Are you considering a career change as a freelance writer? Do you read about all of these writers who have made it work and were able to quit their 9-to-5 jobs? Do you totally envy them?
Don’t worry, I’m right there with you and I’m going to tell you what it was like when I first started out.
The first time I heard that it was actually possible to be a freelance writer and create the life I had always dreamed of, I immediately began doing research. I wanted to know what it would take to make this my new career path and how I could go about doing it.
Freelancing gives you the flexibility and the chance to be my own boss.
After all, I wanted everything that freelancers have: flexibility and the chance to be my own boss.

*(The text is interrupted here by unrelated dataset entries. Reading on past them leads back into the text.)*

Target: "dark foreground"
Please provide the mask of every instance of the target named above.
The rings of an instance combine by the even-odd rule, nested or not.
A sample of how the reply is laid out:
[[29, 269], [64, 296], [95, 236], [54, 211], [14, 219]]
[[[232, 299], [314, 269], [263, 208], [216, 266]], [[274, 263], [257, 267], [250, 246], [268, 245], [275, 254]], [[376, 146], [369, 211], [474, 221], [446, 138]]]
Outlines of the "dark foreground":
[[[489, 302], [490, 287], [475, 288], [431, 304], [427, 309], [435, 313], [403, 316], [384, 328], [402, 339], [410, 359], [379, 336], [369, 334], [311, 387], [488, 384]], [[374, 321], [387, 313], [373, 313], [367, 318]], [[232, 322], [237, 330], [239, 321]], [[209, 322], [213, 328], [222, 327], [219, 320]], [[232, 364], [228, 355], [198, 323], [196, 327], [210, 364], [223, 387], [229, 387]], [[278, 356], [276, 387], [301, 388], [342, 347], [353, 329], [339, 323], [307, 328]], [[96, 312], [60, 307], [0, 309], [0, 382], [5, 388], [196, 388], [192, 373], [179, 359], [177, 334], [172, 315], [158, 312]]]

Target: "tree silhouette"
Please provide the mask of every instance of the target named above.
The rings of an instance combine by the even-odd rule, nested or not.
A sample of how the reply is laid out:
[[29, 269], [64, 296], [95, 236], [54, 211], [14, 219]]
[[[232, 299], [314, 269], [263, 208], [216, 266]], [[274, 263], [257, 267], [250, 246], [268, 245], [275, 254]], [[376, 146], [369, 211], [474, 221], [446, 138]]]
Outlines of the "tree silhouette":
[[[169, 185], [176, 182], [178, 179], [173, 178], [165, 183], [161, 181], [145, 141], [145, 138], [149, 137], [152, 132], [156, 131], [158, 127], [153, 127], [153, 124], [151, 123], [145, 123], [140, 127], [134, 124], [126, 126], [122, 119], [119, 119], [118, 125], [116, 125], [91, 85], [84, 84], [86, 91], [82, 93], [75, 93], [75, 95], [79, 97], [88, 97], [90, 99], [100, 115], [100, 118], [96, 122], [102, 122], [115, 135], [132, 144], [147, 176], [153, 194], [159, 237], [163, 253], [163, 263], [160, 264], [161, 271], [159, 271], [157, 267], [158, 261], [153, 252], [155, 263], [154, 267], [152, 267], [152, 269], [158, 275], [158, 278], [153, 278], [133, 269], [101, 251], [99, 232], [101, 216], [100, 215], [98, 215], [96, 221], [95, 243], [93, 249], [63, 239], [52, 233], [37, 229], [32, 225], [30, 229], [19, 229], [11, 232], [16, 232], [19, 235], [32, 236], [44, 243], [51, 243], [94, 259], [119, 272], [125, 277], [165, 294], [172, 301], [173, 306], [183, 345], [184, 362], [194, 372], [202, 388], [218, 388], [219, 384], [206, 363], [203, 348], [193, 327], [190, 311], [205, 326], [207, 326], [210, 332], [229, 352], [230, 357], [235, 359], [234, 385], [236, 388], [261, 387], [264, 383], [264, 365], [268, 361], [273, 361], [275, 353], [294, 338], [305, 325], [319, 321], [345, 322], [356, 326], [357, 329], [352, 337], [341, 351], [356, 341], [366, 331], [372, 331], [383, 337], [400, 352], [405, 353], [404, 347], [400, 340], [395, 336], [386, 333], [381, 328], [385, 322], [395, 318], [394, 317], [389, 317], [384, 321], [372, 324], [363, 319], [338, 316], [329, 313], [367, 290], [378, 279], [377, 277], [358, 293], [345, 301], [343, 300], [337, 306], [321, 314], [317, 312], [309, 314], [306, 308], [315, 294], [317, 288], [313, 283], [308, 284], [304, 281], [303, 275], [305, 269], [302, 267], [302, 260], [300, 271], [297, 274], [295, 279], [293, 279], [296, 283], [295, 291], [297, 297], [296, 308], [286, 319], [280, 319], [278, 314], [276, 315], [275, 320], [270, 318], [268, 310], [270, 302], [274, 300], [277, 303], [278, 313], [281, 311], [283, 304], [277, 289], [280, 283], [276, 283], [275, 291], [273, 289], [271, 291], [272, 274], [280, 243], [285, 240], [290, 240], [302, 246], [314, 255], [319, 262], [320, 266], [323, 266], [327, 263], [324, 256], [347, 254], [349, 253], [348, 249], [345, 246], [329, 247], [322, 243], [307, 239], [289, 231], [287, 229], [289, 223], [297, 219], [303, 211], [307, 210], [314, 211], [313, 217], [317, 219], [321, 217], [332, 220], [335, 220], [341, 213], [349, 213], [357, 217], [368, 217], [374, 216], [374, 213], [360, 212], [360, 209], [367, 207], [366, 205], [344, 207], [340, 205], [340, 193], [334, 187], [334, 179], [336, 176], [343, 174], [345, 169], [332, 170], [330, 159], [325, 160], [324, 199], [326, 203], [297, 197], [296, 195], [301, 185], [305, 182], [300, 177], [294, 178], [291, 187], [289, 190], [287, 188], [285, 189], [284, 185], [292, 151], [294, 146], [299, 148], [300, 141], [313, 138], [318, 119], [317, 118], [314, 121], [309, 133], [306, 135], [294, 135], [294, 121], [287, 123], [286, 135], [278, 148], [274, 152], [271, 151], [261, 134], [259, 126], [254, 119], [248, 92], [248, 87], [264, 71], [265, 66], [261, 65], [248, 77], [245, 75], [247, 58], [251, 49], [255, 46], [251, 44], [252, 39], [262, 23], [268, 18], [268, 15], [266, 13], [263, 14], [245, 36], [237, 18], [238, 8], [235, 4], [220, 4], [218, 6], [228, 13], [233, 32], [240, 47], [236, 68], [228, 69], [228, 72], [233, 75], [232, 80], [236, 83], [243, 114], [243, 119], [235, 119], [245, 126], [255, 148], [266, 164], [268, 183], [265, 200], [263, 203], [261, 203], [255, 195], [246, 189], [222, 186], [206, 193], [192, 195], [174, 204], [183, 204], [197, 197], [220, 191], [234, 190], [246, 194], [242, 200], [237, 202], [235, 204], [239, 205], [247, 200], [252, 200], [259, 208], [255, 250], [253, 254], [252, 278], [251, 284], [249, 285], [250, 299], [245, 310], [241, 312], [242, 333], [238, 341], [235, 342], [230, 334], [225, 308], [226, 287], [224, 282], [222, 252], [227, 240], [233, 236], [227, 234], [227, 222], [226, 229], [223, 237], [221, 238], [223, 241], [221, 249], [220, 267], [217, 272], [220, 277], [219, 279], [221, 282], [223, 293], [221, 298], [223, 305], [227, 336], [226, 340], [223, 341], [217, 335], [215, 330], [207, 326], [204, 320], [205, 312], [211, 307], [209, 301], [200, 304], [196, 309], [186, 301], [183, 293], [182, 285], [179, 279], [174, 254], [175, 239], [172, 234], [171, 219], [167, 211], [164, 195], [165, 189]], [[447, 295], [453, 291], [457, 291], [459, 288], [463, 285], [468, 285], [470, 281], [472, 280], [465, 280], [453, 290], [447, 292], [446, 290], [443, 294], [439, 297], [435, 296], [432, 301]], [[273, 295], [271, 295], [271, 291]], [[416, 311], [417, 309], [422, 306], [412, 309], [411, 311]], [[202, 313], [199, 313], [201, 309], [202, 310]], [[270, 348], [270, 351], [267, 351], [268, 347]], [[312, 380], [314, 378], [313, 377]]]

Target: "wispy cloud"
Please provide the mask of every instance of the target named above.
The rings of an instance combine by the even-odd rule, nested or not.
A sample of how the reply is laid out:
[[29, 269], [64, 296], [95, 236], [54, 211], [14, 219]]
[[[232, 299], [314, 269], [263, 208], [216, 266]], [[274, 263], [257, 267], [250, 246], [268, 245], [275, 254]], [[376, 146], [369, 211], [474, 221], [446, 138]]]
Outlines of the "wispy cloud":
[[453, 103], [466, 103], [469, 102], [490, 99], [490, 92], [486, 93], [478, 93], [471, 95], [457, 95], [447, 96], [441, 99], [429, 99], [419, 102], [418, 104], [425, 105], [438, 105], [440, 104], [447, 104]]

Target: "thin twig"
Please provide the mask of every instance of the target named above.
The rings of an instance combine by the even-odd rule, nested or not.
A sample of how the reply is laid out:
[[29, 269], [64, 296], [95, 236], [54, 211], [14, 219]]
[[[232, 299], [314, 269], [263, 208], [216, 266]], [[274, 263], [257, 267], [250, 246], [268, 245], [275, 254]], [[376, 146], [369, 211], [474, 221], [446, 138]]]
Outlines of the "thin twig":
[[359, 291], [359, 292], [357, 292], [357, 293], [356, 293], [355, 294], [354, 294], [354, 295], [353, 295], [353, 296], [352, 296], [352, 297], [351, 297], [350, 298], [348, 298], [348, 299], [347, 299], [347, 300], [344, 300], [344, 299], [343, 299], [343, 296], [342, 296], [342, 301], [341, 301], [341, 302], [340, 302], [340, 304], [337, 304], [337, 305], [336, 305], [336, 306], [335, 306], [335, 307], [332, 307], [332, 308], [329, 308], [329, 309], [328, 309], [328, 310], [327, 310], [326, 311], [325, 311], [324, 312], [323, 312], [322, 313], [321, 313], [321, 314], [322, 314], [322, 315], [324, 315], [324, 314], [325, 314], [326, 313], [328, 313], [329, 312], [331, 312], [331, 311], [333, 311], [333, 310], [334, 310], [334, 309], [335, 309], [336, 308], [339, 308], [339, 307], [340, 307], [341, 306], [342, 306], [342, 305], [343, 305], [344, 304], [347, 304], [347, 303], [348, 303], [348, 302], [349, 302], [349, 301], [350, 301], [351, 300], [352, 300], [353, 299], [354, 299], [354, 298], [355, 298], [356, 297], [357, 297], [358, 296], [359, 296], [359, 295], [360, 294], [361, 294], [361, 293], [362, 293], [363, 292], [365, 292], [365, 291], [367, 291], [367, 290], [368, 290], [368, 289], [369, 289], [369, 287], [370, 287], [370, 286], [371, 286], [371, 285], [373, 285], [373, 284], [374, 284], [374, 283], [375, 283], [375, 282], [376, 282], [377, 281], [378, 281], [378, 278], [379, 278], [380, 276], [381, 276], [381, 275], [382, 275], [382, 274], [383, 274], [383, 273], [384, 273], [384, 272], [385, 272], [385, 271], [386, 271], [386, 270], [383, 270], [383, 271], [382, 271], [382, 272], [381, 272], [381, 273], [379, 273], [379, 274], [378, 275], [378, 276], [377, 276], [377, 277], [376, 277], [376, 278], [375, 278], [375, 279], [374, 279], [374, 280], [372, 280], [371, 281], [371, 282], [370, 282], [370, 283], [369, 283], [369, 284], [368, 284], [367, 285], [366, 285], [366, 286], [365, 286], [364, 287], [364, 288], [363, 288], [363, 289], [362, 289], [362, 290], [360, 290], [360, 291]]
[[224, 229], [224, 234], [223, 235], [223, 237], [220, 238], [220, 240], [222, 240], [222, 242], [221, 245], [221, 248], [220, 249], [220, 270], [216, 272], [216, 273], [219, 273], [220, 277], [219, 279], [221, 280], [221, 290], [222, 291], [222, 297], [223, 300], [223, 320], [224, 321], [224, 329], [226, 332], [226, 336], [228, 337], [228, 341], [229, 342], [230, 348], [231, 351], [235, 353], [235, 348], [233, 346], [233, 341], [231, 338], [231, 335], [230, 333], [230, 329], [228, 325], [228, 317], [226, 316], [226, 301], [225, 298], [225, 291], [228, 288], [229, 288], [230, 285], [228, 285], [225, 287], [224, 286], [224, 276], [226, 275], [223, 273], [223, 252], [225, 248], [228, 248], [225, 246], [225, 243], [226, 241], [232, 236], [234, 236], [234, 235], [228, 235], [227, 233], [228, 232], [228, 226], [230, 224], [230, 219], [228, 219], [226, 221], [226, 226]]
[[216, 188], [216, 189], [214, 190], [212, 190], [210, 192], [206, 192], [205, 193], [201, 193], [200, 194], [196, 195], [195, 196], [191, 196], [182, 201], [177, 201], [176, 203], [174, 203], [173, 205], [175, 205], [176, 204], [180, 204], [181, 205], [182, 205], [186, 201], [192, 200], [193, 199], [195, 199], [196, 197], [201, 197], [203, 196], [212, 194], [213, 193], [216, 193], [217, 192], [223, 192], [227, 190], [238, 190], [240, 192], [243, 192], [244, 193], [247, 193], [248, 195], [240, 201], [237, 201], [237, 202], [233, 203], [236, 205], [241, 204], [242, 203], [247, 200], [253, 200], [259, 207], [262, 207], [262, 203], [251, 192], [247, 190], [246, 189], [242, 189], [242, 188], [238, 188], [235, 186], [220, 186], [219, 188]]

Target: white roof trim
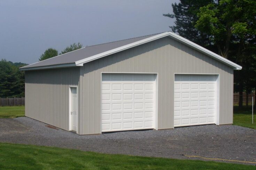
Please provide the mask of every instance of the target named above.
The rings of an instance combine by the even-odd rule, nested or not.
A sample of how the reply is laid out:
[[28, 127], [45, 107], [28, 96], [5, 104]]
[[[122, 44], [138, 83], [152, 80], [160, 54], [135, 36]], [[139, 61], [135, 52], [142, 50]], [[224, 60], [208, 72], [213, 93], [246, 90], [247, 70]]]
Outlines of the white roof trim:
[[241, 66], [236, 64], [233, 63], [231, 61], [230, 61], [224, 57], [222, 57], [210, 51], [209, 50], [194, 43], [194, 42], [191, 41], [185, 38], [170, 32], [166, 32], [160, 34], [156, 35], [154, 35], [149, 37], [149, 38], [146, 38], [118, 48], [115, 48], [115, 49], [90, 57], [84, 59], [77, 61], [76, 62], [76, 65], [78, 66], [82, 66], [84, 64], [88, 63], [93, 60], [98, 59], [114, 53], [116, 53], [141, 44], [146, 43], [147, 42], [167, 36], [169, 36], [171, 38], [177, 40], [182, 43], [188, 45], [194, 49], [202, 52], [207, 55], [216, 59], [218, 61], [226, 64], [232, 68], [233, 68], [234, 70], [241, 70], [242, 69], [242, 67]]
[[[118, 47], [112, 50], [107, 51], [88, 57], [77, 61], [75, 63], [69, 64], [63, 64], [55, 65], [35, 67], [33, 67], [23, 68], [20, 68], [20, 70], [31, 70], [47, 68], [60, 68], [64, 67], [73, 67], [74, 66], [83, 66], [84, 64], [90, 62], [91, 61], [105, 57], [111, 54], [116, 53], [129, 48], [146, 43], [163, 37], [168, 37], [171, 38], [185, 44], [188, 46], [201, 52], [211, 57], [220, 62], [227, 65], [233, 68], [234, 70], [241, 70], [242, 66], [234, 63], [231, 61], [208, 50], [178, 35], [171, 32], [164, 32], [146, 38], [142, 40], [131, 43], [120, 47]], [[72, 52], [71, 51], [69, 52]]]

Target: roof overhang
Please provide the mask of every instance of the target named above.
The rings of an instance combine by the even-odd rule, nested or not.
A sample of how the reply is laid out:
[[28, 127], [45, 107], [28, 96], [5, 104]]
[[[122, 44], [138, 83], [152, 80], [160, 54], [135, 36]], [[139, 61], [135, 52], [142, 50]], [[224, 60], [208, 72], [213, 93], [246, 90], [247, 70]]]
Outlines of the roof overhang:
[[75, 66], [83, 66], [83, 64], [101, 58], [103, 57], [111, 54], [132, 48], [140, 45], [154, 41], [165, 37], [169, 37], [170, 38], [177, 40], [181, 43], [186, 45], [195, 50], [200, 52], [207, 56], [223, 63], [233, 68], [234, 70], [241, 70], [242, 66], [226, 59], [210, 51], [205, 48], [195, 43], [189, 41], [178, 35], [171, 32], [165, 32], [158, 34], [149, 38], [136, 41], [127, 45], [123, 46], [109, 51], [107, 51], [96, 55], [95, 55], [84, 59], [77, 61], [73, 63], [57, 65], [49, 65], [34, 67], [28, 67], [26, 68], [20, 68], [21, 70], [34, 70], [52, 68], [60, 68], [63, 67], [73, 67]]
[[45, 66], [41, 66], [39, 67], [28, 67], [20, 68], [20, 70], [21, 71], [28, 71], [29, 70], [39, 70], [49, 69], [51, 68], [61, 68], [70, 67], [75, 67], [77, 66], [76, 63], [62, 64], [56, 64], [55, 65], [50, 65]]

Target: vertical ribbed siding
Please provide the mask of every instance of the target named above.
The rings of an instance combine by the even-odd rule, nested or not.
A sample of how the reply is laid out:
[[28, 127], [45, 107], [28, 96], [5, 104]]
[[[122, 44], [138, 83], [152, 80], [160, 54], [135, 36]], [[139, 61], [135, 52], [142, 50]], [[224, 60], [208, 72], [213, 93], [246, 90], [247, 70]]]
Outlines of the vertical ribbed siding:
[[173, 128], [174, 73], [219, 74], [219, 124], [232, 123], [233, 69], [165, 38], [86, 63], [80, 68], [79, 134], [101, 133], [103, 72], [158, 73], [158, 129]]
[[69, 86], [78, 86], [79, 68], [26, 71], [25, 115], [69, 130]]

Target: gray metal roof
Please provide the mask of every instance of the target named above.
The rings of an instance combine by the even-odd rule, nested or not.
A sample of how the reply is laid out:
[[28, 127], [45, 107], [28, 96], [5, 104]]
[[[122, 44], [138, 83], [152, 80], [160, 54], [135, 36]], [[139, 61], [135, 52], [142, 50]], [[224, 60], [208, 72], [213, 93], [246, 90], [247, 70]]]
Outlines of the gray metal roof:
[[22, 68], [75, 63], [94, 55], [127, 45], [161, 33], [86, 47], [49, 59], [23, 67]]

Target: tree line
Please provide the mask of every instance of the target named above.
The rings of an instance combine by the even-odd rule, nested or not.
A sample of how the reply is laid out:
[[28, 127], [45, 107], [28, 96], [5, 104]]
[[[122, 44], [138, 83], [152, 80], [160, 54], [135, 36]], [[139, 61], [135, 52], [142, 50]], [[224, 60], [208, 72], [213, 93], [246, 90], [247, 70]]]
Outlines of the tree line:
[[172, 31], [243, 67], [234, 71], [234, 91], [256, 88], [256, 1], [181, 0], [172, 4]]
[[[40, 56], [39, 61], [42, 61], [58, 55], [63, 54], [82, 48], [78, 42], [65, 48], [60, 53], [53, 48], [46, 49]], [[0, 97], [25, 97], [25, 73], [19, 68], [28, 65], [22, 63], [13, 63], [2, 59], [0, 61]]]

I began following other bloggers and freelancers on social media, determined to learn everything I could from them. I eventually stumbled upon a course that teaches you to get paid to write. However, I was met with instant sadness when I realized the course was far too expensive for me to invest in, without knowing what the outcome would be.
After some more researching, it became obvious to me that this wasn’t going to be a walk in the park. As with all other career paths, it would take a lot of hard work and determination. Today I’ll share with you the five things I learned as an aspiring freelance writer.
Patience and Persistence is a Must
The life of a freelancer requires a lot of patience and the perseverance to keep on truckin’ even when you feel like giving up.
I’ve sent out numerous pitches, and a TON of them have been ignored or rejected. The feeling of being rejected can really make you feel unmotivated and question whether you want to continue pursuing this path.
But, you have to know that you’re capable of building this dream career. You’re not alone with this feeling of insignificance. In fact most newbie writers get MANY rejections before they get ONE acceptance. You just need to exercise patience and put in the grunt work.
You Need Support
One of the alluring aspects of freelancing was the idea that I could work autonomously and never have to speak to another soul ever again (okay, that’s a little dramatic, but you get my point).
I quickly learned this isn’t an industry that you can go at it alone. You need the support of a community who is going through or has gone through, the same experiences you’re dealing with.
It is so helpful to have other people who understand what you’re up against, and can give you feedback on how to tackle an issue or bounce ideas off of. Often times your significant other, your friends, and your family won’t understand what it is you’re trying to do. Having a support system that is on the same page as you can help to keep you motivated and moving forward with your business.
Invest in Yourself
As with all things, you need to be willing to invest in yourself and your company if you want to be seen as an expert. As I said above, the first course I found on freelance writing was way out of my budget, and I hadn’t even factored in other expenses, like a website domain and hosting. While you don’t need as much capital upfront as you would with a brick and mortar startup, you will need a few hundred bucks to get going.
I chose to spend money on my own domain and hosting, as well as on freelance writing courses that I later found (at much better pricing). In the near future, I’ll be spending money on having my website professionally designed.
Networking is Key
If you really want to make it as a freelancer, networking is the way to go. The saying, “it’s not what you know, it’s who you know,” cannot hold more truth.
I’ve learned that a lot of job leads will be the result of who you know, more than what you know. Additionally, it’s not uncommon for freelancers to team up to create various types of content and groups, such as Mastermind Groups. The bottom line is this: Stepping out of your comfort zone and networking with other freelancers can seriously payoff in the end.
It is Not Easy
When I first learned about freelancing, I honestly thought it would be much easier to break into.
But I couldn’t have been farther from the truth and I now have a new found respect for those who made it work and were able to quit their day jobs. After all, most new freelancers fail within in the first year!
Crazy, right? It’s not easy to build a business on the side, especially if you’re working a regular day job, have a family, and have a home to care for. There will be many nights where you simply won’t want to do anything because your brain is exhausted. But if you want to succeed, you’ll need to push through and keep working on your business. You’ll need to be super organized and have excellent time management skills in order to make it just a little bit easier on you, and your family.
So, there you have it folks! That’s what it’s like to be an aspiring freelance writer! It can feel like a grueling process, but I hear the payoff is worth it (I hope to find out one day!).
Are you considering becoming a freelance writer? Has your experience been similar to mine?